False Media Wake Suppression

media-wakes

False Media Wake Suppression refers to mechanisms that prevent Alexa-enabled devices from waking up to media sources of speech containing "Alexa". These media induced wakes can come from a variety of sources such as radio, TV, online videos, and others. There several mechanisms in place to prevent these - some cloud-based, and some locally on the device. Such "false wakes" can result in unintended audio streaming to the cloud, and ultimately poor customer experience and privacy breaches.

Cloud Media Wake Suppression

The default line of defense towards preventing these media induced wakes, which all utterances from all Alexa devices are subject to, is performed in the cloud. The wake word portion of all streams sent to Alexa services is compared against a large database of known media occurrences of the word "Alexa" - if a media-based wake is detected, the cloud immediately sends a StopCapture Directive to the device to shutdown the stream an ignore any subsequent audio.

While this is effective in that large databases of known media can be stored, and more complex detection algorithms can be run in the cloud, the cloud based methods suffer from the fact that the device itself does in fact wake - the blue ring (or other audio/visual indicator) is activated on the device, a small portion of audio is sent to the cloud, and there a slight delay until the stream is terminated. In order to more quickly and securely detect and prevent these media wakes, the Wake Word engine has features that can provide similar detection performance on the device itself.
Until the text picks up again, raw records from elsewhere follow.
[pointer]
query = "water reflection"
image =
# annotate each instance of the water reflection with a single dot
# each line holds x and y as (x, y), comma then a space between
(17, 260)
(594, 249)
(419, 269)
Device Media Wake Suppression

There are two methods of suppressing media induced wakes on the device. Both of these methods can detect and suppress the media wake in real-time as the wake word is processed, preventing any audio from streaming to the cloud and also preventing any audio/visual indication of audio streaming to the cloud. For these reasons, these device-side media wake rejection mechanisms provides the best customer experience.

Fingerprinting

Fingerprinting uses a local database of acoustic "fingerprints" to compare against the captured wake word in real-time on the device. For more information see the Fingerprinting section in this guide.

Watermarking

Watermarking is similar to photo watermarking - it embeds an inaudible "key" into the media's audio that can also be detected in real-time and further prevent these media induced wakes. For more information see the Watermarking section in this guide.